Comment Re:We shall see. (Score 1) 285

So, when you do the problem 7*8 what is your thought process?

You seem to be hung up on the idea of a literal table of math problems, while I think I've been pretty clear that I'm referring to a figurative table that is the collection of 45 single digit problems that make up the basics of symbolic arithmetic manipulation. And, I think it is safe to say that you have a significant number of them memorized.

Comment Re:We shall see. (Score 1) 285

If you know 9x6

I actually don't. I had to think about it for a split second.

Sure and what did you think? You certainly didn't think 9+9 is 18 and 18+9 is 27 and 27+9 is 36 and 36+9 is 45 and 45+9 is 54, which is what you get from "an understanding of multiplication" without having any memorized answers. You seem to believe that you haven't memorized these things but if you are not counting on your fingers to add numbers together then you HAVE memorized these things, and you probably memorized them so long ago that you can't remember not knowing them. Certainly, there are tricks that make mental math easier, but those tricks still rely on you having memorized a sufficient set of single digit addition and multiplication problems.

I don't buy your logic that because someone has to think about it for a second, then they suddenly won't know what's going on.

It's not a second. If it's a second then they have enough stuff memorized to do the arithmetic. It seems that you've never worked with a student struggling with basic arithmetic such that it takes them 15-30 seconds to do 15+27, if they do it all without giving up. By that time the teacher is on a different problem and the student is falling further behind.

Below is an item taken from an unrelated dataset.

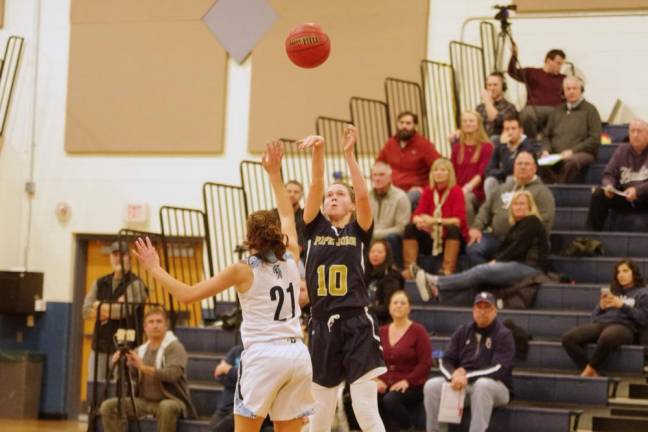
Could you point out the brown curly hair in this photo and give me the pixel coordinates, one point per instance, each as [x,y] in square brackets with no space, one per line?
[264,235]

Using a tool often does not mean you don't understand how and why multiplication works.

Using a calculator before you understand how and why multiplication works means that you are likely to never understand. You seem to be under the impression that memorizing of tables is used in place of teaching how the operations work. Children are taught to add using tokens on a desk, dots on a line, and marks on a page, then they are pushed to memorize the single digit answers. Multiplication, similarly, starts with making rectangles of tokens and then moves onto paper before memorization of the answers.

The basic material is important. Memorizing a table or results, however, not so much

In arithmetic the only thing more basic than single digit addition is the numbers themselves.

The problem with rote learning is not in the memorization of simple arithmetic facts. The problem with rote learning in mathematics comes when you start doing mathematics instead of arithmetic.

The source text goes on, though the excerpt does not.